Seconda considerazione: restringere la competizione a un gruppo ristretto di squadre (sempre e stesse) provoca noia nei protagonisti stessi. Chiunque abbia respirato un po’ di aria (di per sé un tantino soffocante e graveolenta) di uno spogliatoio, invece che i “loft” delle finanziarie, sa che a trovarsi sempre di fronte gli stessi avversari si cronicizzano piccole e grandi rivalità, gelosie, personalismi, ripicche: c’è bisogno di cambiare sempre aria, non solo per disperdere i residui di sudore. Non solo: questo campionato “ingessato”, sempre uguale (chi vincerà: A, B o C?) assomiglia da vicino al mondo triste della politica attuale, il quale si basa su un criterio di redditività preso a prestito dalla finanza. Mai dire una parola che rischia di far diminuire il consenso; mai un’innovazione che possa pregiudicare una candidatura; dire sempre ciò che la gente vuole sentirsi dire. Emotivamente è la morte civile: vogliamo portarla anche nello sport più amato al mondo?
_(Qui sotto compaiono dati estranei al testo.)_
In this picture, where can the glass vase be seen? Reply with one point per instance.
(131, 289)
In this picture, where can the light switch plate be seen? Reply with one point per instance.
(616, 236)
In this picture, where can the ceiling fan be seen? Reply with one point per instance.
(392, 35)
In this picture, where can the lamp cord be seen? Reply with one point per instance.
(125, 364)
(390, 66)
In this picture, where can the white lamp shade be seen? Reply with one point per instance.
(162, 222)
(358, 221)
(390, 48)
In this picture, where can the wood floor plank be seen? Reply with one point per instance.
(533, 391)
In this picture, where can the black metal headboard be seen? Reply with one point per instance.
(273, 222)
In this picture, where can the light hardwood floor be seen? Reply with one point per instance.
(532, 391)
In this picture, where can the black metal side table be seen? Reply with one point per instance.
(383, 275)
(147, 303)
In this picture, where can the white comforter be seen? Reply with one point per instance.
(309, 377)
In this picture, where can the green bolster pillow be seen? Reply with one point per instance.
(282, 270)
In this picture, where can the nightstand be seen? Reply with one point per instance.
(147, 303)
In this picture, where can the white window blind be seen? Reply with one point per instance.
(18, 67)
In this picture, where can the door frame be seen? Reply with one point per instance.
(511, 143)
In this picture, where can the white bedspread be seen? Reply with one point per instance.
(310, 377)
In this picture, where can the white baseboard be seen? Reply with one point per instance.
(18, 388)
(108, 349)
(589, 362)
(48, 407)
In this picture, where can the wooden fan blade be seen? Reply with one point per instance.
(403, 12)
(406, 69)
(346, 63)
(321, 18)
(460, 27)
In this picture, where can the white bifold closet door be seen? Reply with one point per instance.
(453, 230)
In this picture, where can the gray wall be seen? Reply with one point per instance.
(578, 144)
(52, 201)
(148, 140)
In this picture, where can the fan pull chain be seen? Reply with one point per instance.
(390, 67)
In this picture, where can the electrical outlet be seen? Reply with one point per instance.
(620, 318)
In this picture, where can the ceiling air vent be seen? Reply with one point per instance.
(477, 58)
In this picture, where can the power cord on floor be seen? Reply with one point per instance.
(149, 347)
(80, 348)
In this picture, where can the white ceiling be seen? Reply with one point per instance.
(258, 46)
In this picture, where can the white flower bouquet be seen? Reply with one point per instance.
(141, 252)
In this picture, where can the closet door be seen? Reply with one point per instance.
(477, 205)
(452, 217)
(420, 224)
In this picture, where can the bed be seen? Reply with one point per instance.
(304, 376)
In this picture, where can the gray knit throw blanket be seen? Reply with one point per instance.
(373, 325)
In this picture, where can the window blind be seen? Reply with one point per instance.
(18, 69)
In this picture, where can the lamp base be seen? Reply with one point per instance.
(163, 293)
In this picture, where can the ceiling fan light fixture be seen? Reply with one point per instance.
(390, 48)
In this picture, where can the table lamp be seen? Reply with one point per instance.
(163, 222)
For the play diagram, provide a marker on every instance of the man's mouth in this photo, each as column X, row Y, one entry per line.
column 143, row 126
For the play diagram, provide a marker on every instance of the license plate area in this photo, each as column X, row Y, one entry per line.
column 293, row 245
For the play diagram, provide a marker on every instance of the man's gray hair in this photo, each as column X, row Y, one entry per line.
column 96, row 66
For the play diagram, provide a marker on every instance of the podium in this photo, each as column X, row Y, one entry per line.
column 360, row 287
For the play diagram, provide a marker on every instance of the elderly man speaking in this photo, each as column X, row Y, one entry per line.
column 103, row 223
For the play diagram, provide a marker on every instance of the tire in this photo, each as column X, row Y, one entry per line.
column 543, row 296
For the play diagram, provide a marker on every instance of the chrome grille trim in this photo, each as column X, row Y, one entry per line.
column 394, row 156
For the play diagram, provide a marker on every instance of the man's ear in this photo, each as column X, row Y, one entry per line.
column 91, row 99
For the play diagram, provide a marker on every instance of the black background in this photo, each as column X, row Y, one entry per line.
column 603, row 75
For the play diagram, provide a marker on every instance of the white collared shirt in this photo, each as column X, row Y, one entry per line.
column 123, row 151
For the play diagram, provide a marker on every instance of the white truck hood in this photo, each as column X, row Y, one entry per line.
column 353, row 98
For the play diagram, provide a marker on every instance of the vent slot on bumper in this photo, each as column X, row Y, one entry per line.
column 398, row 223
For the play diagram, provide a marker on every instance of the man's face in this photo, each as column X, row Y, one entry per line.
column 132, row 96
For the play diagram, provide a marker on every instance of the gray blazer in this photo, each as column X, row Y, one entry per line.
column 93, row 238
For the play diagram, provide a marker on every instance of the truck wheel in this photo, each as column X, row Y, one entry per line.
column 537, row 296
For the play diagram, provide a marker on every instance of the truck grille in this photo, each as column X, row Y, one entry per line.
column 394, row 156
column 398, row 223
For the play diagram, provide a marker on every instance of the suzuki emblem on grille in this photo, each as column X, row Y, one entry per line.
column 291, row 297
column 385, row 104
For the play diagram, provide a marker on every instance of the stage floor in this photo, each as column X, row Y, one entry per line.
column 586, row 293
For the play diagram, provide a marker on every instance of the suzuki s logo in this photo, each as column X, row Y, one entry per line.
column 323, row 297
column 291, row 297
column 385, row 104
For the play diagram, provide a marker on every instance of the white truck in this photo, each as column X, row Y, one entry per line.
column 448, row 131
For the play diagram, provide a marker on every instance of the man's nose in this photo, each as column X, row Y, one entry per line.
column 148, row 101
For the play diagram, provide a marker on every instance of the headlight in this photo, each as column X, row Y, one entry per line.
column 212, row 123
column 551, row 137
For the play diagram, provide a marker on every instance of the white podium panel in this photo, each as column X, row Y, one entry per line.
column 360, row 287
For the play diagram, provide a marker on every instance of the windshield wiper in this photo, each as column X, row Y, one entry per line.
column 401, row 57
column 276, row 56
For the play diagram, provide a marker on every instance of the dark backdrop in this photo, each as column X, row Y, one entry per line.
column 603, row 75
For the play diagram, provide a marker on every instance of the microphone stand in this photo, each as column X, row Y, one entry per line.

E dire che le cose utili da fare sarebbero parecchie: proprio la Juventus ha avviato la partecipazione di una sua seconda squadra al campionato di serie C, in modo da far crescere i ragazzi più promettenti, come si fa con ottimi risultati in Spagna, Germania e altri Paesi. Giusto. Si devono poi rendere disponibili più strutture per lo sport diffuso a livello popolare, ora fiaccato anche dal Covid. Si deve ricominciare a insegnare la tecnica di base, giocare meno partite e allenarsi di più, per imparare e per stressare meno i tendini e i legamenti, che poi si rompono. Servono allenatori che, individuato un ragazzo di talento nelle squadre giovanili o in categorie “minori”, sappiano farlo crescere e perfezionarsi con il divertimento e l’applicazione (educazione utile, tra l’altro, per ogni aspetto della vita). Serve che il lusso, i protagonismi e i circoli elitari non spengano la passione del ragazzino che palleggia contro il muro e che estende con gli amici, magari cercando di mandare un calcio di punizione nella porta della cantina superando una barriera fatta di siepe e cespugli.
Servirebbe ancora una cosa, ben più urgente della creazione di élite: serve superare quell’élite “di massa”, ora ben viva, costituita dal fatto che lo sport professionistico in Italia è cosa solo degli uomini, o quasi. Lo sport femminile è ancora considerato un passatempo. Un non-senso avvilente, una vergogna. Ecco, ci sono cose più urgenti da fare. Anziché esplorare l’ignoto e trasferirsi su un pianeta tutto loro, i primi attori del calcio trovino piacere a farsi sfidare dal piccolo Davide su questa terra, sul fango dei campetti di periferia dove ha imparato a tirar calci a un pallone. Davide vincerà una volta su dieci, su venti, ma almeno ci avrà provato: ma volete mettere la soddisfazione?